Que Dios lo tenga en su café (que suele decir uno de mis hijos cuando alguien se ha ido de este mundo inhóspito).

Me he puesto Franz. Como si quisiera definirme, en un laberinto sin puertas de entrada ni salida, un laberinto interior, donde deambulé — deambulo — asomada siempre a pensamientos que me interrogan y salen de los caminos de mi frente.
¿He dedicado a mí mi propia vida sin reconocerlo, sin temor a “los otros”, ésos que dijo Sartre que son el infierno? Pero no: el infierno es uno mismo, está en los recovecos del cerebro, esperando sin esperanza, a sabiendas de que la existencia no merece la pena sin reflejarse en los otros.
Sin ellos, esos infiernos distintos y casi iguales, por cotidianos y repetitivos, sería difícil reconocer que ‘somos’. ¿Y qué importancia tiene ser si no se es en ellos? Ellos... abstractos “ellos”, abstractos motivos inventados para dar sentido, falso o cierto, a uno y otro día, uno y otro momento, en eras... en siglos que parecen minutos y a veces lo contrario.
Es pues el laberinto de tentáculos hilados lo que condiciona la existencia dándole valor o cobrando en los otros motivos — móviles — para engañar al yo y al otro, afirmando vergonzosamente que merecen la pena el amor y el dolor, el altruismo y la renuncia, cuando en verdad ansiamos el placer y el egoísmo que nos haga inmunes a todo sentimiento doloroso.
El dolor es algo contra natura; la nada, la falta de sentido. Y entonces llega la idea, desplazando al pensamiento reflexivo, ése que duele reconocer, mirando siempre hacia el interior de las hilachas de una vida desgastada por las carreras hacia cualquier parte donde no se encuentre el hastío.
Ah, cómo nos pasamos la vida fingiendo. Es cierto que lo daríamos todo, ¡todo!, hasta la vida, el alma y la propia muerte por algo o alguien... Pero no se espera que sea sin retribución. Una retribución que puede ser tan válida como una mirada, una palabra de afecto, de reconocimiento, de que existes al menos para alguien que te importa; pues si no importa, es todo una abstracción para apoyar la hipótesis de vivir porque ‘merece la pena’.

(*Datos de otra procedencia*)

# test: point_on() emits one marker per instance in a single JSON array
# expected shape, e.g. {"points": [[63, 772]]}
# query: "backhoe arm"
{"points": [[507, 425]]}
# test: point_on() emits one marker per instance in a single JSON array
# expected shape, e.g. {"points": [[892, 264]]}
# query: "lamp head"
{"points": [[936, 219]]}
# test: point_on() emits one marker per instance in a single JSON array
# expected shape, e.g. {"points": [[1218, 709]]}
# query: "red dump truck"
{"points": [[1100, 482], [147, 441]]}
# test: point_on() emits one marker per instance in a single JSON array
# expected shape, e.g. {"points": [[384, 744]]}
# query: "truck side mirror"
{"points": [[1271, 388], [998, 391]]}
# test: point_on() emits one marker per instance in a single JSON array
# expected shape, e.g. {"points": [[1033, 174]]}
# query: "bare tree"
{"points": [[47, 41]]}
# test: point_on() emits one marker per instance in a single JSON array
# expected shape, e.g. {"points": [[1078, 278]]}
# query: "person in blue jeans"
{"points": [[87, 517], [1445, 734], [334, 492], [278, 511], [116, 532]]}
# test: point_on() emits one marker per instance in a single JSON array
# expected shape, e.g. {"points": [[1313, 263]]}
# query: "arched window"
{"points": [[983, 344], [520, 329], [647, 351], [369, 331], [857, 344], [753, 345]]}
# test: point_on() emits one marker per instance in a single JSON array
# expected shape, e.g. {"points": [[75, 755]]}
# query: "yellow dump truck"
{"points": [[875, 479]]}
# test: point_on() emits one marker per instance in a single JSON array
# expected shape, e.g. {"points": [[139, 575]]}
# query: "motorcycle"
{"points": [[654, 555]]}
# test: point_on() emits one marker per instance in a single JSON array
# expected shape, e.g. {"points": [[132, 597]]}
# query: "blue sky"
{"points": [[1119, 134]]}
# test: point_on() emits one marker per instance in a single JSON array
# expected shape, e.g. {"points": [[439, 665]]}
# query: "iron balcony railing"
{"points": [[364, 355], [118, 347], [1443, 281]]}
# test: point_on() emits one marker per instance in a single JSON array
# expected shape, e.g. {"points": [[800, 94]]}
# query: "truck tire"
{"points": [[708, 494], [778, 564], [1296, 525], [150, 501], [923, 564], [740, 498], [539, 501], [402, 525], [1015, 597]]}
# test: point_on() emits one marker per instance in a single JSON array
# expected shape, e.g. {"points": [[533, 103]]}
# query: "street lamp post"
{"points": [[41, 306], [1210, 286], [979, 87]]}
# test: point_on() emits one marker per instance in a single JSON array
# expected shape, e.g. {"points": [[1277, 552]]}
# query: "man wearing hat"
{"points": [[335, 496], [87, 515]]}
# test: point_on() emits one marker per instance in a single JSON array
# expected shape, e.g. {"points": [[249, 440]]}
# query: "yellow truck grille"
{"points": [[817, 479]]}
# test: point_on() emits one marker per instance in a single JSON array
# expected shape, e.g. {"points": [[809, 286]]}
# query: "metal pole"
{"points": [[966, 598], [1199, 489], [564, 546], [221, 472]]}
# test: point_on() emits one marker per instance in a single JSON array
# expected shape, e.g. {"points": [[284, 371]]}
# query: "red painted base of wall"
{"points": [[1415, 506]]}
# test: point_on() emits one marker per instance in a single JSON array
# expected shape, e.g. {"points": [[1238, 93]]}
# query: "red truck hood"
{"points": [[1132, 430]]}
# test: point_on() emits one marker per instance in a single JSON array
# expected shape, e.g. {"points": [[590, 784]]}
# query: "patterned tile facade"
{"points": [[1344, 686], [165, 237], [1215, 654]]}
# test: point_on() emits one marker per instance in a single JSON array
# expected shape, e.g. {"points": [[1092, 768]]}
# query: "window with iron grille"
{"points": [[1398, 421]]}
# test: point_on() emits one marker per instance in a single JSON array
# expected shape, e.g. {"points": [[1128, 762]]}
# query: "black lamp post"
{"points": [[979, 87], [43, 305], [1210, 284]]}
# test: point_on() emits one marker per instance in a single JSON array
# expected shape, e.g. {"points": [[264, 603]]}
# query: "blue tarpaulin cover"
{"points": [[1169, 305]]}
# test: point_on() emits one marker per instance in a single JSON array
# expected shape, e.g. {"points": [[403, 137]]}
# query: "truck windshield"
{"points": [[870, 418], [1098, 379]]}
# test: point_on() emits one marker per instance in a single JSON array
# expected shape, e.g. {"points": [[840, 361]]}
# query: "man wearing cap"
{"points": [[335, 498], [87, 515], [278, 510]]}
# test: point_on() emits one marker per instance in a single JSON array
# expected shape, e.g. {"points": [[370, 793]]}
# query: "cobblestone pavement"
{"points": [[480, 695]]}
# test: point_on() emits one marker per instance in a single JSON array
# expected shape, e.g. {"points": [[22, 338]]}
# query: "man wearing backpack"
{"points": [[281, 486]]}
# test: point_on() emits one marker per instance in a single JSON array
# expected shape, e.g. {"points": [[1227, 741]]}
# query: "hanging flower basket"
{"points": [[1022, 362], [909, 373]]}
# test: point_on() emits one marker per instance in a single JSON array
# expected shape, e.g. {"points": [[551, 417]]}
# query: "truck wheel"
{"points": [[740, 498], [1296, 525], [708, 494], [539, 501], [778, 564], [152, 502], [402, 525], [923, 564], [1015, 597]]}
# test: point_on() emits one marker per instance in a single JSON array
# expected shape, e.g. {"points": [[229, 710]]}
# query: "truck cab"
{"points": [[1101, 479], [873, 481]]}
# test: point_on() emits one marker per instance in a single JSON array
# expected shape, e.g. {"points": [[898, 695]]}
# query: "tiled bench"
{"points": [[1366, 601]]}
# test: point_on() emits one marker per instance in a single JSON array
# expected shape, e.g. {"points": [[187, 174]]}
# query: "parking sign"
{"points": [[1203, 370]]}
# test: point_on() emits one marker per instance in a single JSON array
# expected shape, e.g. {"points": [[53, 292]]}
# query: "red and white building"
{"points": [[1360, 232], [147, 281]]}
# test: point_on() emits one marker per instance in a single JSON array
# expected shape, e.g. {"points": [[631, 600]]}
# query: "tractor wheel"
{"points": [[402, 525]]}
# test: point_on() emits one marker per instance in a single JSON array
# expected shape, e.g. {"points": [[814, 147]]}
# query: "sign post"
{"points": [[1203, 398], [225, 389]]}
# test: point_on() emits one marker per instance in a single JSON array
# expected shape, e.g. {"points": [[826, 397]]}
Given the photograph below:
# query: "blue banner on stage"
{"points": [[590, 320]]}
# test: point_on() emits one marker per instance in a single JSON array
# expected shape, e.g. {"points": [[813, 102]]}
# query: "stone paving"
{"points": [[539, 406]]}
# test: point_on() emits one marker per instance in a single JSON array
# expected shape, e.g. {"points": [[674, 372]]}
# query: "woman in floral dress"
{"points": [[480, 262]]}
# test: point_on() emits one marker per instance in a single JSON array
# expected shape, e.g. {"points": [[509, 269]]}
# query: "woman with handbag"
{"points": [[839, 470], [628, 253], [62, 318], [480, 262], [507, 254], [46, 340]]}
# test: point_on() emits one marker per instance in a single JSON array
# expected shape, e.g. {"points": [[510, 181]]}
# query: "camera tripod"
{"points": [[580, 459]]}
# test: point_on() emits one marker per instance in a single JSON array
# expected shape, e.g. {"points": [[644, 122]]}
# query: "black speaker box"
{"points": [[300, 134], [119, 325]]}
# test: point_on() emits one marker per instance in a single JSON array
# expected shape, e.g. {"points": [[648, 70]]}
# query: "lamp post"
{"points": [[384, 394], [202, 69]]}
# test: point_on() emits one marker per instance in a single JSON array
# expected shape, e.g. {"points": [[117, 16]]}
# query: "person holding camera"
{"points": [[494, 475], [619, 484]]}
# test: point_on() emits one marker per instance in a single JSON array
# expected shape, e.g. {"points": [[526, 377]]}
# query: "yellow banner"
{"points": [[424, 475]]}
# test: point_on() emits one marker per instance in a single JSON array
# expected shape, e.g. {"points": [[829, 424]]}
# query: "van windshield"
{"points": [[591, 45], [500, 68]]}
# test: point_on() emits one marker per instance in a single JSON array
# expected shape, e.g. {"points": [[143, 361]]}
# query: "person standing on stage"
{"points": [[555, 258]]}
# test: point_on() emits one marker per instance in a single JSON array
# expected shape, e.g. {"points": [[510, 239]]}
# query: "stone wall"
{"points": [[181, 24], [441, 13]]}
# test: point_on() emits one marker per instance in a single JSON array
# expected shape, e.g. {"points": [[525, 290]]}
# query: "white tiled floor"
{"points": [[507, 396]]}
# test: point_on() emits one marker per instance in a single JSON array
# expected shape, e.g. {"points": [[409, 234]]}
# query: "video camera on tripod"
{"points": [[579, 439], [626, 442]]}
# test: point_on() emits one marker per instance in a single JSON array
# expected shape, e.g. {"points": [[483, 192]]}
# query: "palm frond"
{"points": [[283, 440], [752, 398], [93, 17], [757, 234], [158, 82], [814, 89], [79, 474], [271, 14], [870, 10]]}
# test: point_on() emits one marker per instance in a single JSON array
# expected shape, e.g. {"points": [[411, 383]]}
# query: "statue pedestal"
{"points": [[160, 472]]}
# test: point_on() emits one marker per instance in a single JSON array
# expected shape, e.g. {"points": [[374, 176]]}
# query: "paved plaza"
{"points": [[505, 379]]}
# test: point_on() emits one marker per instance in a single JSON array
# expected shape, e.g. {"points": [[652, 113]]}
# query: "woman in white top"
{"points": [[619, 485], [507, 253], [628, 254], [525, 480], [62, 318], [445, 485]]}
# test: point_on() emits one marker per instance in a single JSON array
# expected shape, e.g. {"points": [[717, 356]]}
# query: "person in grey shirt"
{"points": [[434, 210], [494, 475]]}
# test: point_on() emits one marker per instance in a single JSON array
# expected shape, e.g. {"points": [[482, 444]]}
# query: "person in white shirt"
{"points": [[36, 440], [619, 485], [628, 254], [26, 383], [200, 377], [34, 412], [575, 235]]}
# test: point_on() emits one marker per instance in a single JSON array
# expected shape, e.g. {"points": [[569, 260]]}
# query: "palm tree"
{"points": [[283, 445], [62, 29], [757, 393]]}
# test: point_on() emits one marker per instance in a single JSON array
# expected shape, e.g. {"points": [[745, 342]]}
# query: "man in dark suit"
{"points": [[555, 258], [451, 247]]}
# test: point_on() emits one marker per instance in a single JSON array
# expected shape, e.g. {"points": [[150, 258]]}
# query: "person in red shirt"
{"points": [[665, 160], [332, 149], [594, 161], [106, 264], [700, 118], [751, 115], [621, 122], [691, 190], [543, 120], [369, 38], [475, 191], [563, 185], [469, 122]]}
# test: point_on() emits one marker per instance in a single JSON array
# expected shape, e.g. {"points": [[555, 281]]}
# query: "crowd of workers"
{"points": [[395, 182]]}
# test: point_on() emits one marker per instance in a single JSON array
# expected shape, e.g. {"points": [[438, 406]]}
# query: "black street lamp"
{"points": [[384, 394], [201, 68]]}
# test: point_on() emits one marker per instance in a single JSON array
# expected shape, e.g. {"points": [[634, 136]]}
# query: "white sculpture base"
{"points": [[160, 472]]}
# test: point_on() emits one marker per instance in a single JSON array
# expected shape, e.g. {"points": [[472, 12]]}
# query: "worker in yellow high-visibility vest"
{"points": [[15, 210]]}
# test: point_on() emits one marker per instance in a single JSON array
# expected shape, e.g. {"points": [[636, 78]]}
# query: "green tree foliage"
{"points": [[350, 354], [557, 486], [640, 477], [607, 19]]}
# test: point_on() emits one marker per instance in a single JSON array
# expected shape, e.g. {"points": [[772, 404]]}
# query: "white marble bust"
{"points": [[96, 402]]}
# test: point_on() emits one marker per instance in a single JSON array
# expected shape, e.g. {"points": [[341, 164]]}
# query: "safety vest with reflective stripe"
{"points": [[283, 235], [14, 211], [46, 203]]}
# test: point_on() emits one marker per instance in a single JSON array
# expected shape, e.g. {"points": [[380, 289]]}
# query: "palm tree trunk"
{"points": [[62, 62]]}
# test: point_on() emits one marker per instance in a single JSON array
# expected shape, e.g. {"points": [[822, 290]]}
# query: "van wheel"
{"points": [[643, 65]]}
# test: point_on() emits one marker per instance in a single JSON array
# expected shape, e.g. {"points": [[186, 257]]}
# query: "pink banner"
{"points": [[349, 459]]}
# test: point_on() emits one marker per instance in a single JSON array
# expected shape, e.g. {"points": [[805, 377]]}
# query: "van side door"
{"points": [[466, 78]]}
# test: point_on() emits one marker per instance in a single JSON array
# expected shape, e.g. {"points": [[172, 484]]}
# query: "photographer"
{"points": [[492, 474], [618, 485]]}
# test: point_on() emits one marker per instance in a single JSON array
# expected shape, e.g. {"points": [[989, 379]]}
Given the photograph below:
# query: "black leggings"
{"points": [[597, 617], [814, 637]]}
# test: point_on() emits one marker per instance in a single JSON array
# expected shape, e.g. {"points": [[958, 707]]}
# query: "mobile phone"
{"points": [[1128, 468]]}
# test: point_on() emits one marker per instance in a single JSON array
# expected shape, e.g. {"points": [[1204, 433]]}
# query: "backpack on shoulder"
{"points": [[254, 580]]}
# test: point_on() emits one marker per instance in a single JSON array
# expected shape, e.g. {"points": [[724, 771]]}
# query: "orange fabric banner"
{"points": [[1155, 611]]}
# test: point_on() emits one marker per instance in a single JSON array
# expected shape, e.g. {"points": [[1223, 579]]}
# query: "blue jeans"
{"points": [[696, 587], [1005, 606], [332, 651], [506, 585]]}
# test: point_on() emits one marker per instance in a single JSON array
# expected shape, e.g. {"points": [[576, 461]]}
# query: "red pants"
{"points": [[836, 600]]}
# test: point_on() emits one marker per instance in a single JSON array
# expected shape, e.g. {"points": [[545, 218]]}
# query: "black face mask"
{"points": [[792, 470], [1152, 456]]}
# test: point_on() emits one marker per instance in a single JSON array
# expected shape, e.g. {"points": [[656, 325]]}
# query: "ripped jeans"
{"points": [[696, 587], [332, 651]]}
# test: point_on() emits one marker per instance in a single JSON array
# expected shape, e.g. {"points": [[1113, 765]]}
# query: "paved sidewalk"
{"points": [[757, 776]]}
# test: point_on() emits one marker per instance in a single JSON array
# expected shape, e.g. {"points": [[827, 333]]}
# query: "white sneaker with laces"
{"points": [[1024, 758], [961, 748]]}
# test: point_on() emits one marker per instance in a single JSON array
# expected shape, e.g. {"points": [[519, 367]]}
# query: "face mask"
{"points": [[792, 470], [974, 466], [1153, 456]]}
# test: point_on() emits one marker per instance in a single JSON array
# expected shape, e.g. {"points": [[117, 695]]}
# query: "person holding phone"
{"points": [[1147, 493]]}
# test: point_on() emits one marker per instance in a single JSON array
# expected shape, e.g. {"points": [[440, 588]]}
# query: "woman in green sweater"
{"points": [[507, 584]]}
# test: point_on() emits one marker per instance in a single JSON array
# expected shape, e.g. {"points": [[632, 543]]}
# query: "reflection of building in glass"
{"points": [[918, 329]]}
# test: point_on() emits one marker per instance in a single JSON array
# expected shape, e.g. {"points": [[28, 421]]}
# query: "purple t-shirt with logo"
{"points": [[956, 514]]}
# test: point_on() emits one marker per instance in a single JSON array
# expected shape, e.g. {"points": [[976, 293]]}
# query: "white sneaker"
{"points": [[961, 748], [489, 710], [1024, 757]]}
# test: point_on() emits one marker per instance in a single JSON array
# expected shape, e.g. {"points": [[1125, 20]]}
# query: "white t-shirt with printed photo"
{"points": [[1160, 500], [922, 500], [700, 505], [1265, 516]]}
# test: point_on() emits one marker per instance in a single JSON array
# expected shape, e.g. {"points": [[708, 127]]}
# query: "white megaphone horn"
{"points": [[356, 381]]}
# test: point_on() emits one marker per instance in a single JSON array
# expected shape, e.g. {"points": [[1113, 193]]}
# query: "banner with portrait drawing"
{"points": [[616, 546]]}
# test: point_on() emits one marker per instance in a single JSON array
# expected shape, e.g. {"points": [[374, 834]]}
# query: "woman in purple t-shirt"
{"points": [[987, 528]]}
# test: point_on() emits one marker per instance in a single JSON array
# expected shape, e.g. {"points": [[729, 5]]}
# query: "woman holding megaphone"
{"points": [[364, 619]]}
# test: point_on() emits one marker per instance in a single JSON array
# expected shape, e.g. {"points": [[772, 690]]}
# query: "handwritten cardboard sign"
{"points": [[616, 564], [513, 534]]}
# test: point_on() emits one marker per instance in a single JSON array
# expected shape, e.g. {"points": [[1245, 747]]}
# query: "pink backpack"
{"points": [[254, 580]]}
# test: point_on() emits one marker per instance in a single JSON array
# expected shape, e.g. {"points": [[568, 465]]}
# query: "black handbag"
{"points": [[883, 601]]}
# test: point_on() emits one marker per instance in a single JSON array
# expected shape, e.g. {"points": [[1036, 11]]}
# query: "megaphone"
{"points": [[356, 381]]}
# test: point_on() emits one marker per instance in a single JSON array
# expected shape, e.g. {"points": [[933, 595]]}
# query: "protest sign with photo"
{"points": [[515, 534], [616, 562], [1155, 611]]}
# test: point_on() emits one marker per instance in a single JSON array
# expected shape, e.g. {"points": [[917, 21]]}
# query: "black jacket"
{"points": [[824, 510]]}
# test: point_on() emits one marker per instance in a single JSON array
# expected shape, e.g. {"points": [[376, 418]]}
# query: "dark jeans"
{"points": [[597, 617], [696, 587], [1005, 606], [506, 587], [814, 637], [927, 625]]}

Me he puesto Franz de nombre por identificarme con los judíos masacrados, con los enfermos, con los dolientes de espíritu, los frustrados, asesinados... y también con la complicación de la propia existencia, tirada a borbotones sin más motivo que demostrarme que es verdad que existo porque me piensan.
Una y otra vez, como Isis, recogí los pedazos desperdiciados en corazones aislados por el cerco de lo práctico. Una y otra vez volví a derramarlos sin mirar adónde caerían, por si acaso volviera a tener arrestos para recomponerlos. Que los cojan o los pisen, si son tuyos, no importa; es una manera de sentirse viva. Que los curen si sangran o los entierren en aquel lejano lugar donde el olvido no sabe que mora, se ha olvidado.
¿Qué esperaré, qué espero? Si tengo que esperar no estoy viviendo, actuando y ejerciendo la vida.

Por eso me comprometí y me arriesgaré, por ser en otros. Imposible ser en ‘un sólo otro’, es tan difícil... Cuánto yerran quienes creen que la existencia es anodina si no está plena de fama, gloria o fortuna. Mienten, se mienten a sí mismos. El ser ‘yo’ en ‘el otro’, un solo otro, es la excepción no reconocida. Nadie suele confesar sus debilidades, sus fracasos, a menos que sea a ese ‘otro’ especialísimo que pueda entender, sin devaluarte, que eres en él.
¿Y si eso, como casi siempre, no ocurre? Entonces recurriré al móvil, al laberinto que me mantenga en vilo, activa y embustera, mintiendo alegría, satisfacción y motivos para ser.
Sólo algo llega a asustar a quien pretendió ‘ser’, y sentir que ‘era’: la falta de amor, de dolor, el final de la capacidad de asombro... la inocencia perdida, desparramada a sabiendas de que jamás volverá. Es la ausencia de inocencia, la pérdida de la candidez, la que me asusta.
Porque puede parecer una incongruencia, pero sólo quienes guardan la parte infantil de su memoria son capaces de subsistir en un conglomerado de seres amargos que fingen tranquilidad, felicidad incluso, tal vez por sentir que si ‘los otros’ lo creen tal vez acaben creyéndolo ellos.
Me quedaré dentro de mi propio laberinto, creado por mí deliberadamente, para discurrir entre recovecos pensantes o atrofiar los caminos ya trazados, a fin de no reconocerlos cuando sean recorridos de nuevo.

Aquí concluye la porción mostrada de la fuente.